È stata infatti una “operazione militare speciale” – quella lanciata dalla Russia in Ucraina – a riaccendere i fari su un’altra anomala “invasione” realizzata dell’Armata Rossa: in Italia, nel marzo 2020, avendo come target – anche – la Valseriana. Il grande aero-convoglio volato da Mosca a Pratica di Mare – a quanto riferiscono ricostruzioni finora non recisamente mentite – non sarebbe tuttavia sbarcato per difendere alcun presunto conato separatista delle valli bergamasche, quanto principalmente per andare a prelevare campioni di virus utili alla produzione di un vaccino russo (“italo-russo”?). La mancata “zona rossa” si sarebbe quindi ritrovata una sorta di “zona russa”.



Non è ancora chiaro in che misura ciò sia avvenuto, laddove sembra però poco dubitabile che un corpo di spedizione guidato da un generale russo abbia potuto entrare e operare in Italia (paese Nato) solo in virtù di un contatto di vertice fra i due governi: par di capire fra lo stesso Conte e il leader del Cremlino, Vladimir Putin. I rumor mediatici citano anche la resistenza del ministro della Difesa – il “dem” lombardo Lorenzo Guerini – e degli apparati militari italiani. Vedremo se e quanto sarà fatto valere su questo terreno il “segreto militare”.

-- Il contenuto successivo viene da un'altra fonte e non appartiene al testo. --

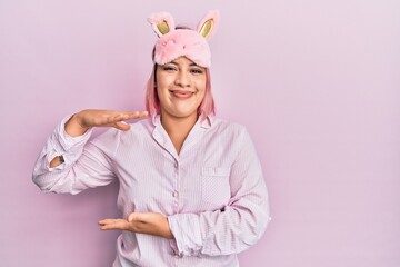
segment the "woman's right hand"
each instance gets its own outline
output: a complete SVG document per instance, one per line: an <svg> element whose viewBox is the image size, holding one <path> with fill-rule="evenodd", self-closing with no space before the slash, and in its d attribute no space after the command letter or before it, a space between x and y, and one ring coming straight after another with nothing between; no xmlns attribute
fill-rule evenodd
<svg viewBox="0 0 400 267"><path fill-rule="evenodd" d="M66 132L71 137L83 135L91 127L114 127L119 130L129 130L126 120L147 117L147 111L114 111L101 109L86 109L74 113L66 123Z"/></svg>

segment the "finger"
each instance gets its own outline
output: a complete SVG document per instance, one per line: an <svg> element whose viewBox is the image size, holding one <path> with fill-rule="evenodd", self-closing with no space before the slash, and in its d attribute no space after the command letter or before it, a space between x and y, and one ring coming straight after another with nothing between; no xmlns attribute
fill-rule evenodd
<svg viewBox="0 0 400 267"><path fill-rule="evenodd" d="M118 121L116 123L113 123L114 128L119 129L119 130L123 130L123 131L127 131L130 129L130 125L128 125L127 122L124 121Z"/></svg>
<svg viewBox="0 0 400 267"><path fill-rule="evenodd" d="M101 230L124 230L128 227L128 221L124 219L104 219L99 221Z"/></svg>
<svg viewBox="0 0 400 267"><path fill-rule="evenodd" d="M139 220L139 214L133 212L128 216L129 222L137 221L137 220Z"/></svg>
<svg viewBox="0 0 400 267"><path fill-rule="evenodd" d="M124 115L127 116L124 118L124 120L131 120L131 119L140 119L140 118L144 118L147 116L149 116L148 111L127 111L124 112Z"/></svg>

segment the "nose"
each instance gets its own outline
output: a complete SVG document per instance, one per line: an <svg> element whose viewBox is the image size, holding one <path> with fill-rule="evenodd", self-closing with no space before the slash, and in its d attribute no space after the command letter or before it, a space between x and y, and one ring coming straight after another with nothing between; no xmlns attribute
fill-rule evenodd
<svg viewBox="0 0 400 267"><path fill-rule="evenodd" d="M190 76L186 71L179 71L176 78L176 85L180 87L190 87Z"/></svg>

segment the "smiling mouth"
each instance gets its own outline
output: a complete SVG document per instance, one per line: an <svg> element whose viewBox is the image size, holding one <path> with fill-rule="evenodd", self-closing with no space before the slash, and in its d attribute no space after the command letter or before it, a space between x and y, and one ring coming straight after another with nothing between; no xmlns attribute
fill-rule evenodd
<svg viewBox="0 0 400 267"><path fill-rule="evenodd" d="M192 91L184 91L184 90L170 90L170 92L176 97L176 98L190 98L191 96L194 95L194 92Z"/></svg>

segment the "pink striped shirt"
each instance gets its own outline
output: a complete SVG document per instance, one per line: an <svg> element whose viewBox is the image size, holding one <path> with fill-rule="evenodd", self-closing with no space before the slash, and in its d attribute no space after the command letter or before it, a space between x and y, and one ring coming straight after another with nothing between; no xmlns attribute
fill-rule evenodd
<svg viewBox="0 0 400 267"><path fill-rule="evenodd" d="M72 138L66 118L48 139L33 170L44 191L78 194L118 179L118 208L161 212L174 239L122 231L113 266L229 266L256 244L270 220L261 165L246 129L217 118L198 121L179 155L159 116L129 131L91 130ZM64 164L49 168L63 155Z"/></svg>

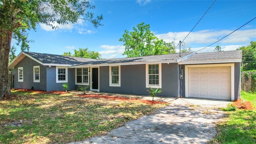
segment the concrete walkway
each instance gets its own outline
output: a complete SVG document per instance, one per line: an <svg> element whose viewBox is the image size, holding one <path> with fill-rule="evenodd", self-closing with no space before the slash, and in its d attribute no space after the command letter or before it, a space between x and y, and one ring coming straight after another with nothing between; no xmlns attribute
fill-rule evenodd
<svg viewBox="0 0 256 144"><path fill-rule="evenodd" d="M106 135L70 144L206 143L216 134L215 122L224 115L219 108L230 102L201 99L155 98L170 104L154 114L129 122Z"/></svg>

Nel frattempo, giusto ieri, Repubblica ha fatto detonare una vera e propria “bomba e grappolo” contro Conte, aggiungendo dettagli rilevanti al più recente fra i “misteri italiani”: la discussa visita a Roma del segretario alla Giustizia Usa, William Barr, nel Ferragosto 2019. Il Covid e la Terza guerra mondiale erano ancora in un futuro imperscrutabile, ma era egualmente un periodo torrido. In Italia era in corso la crisi di governo che avrebbe espulso la Lega dalla maggioranza gialloverde e rifatto spazio al Pd, nel ribaltone trasformista di “Giuseppi” Conte, benedetto dall’allora presidente americano Donald Trump. Che tuttavia aveva interessi urgenti alla permanenza collaborativa del premier italiano: informazioni utili per controbattere il “Russiagate” esploso a Washington; pezzi preziosi per affermare che nel 2016 non era stato Putin a giocare pesante per aiutare Trump a conquistare la Casa Bianca, ma i “dem” di Barack Obama (e del suo vice Joe Biden) a tentare di orchestrare di sponda con il Cremlino una partita pesante contro lo sfidante repubblicano di Hillary Clinton.

Lo scoop di Repubblica – secondo cui Conte avrebbe presenziato a un incontro fra Barr e il capo del Dis, generale Gennaro Vecchione – è parso togliere ulteriori veli a un passaggio che resta fra i più opachi di trenta mesi di premierato. A fare da sfondo sempre l’America “dem” di Obama-Biden e la Russia “trumpiana” di Putin. Con l’Italia nel mezzo: alleata fedele dell’America (qualunque America), ma mai chiusa alla Russia (sempre quella di Putin). Con il “premier per caso” sempre più in difficoltà fra “zone rosse” e “zone russe”. E la magistratura italiana – almeno quella amministrativa – che non sembra avere alcuna intenzione di farsi coinvolgere in uno degli infiniti scampoli di un gioco di pesantezza estrema: la guerra in Ucraina fra Ue e Russia. Per procura, fra Usa e Cina.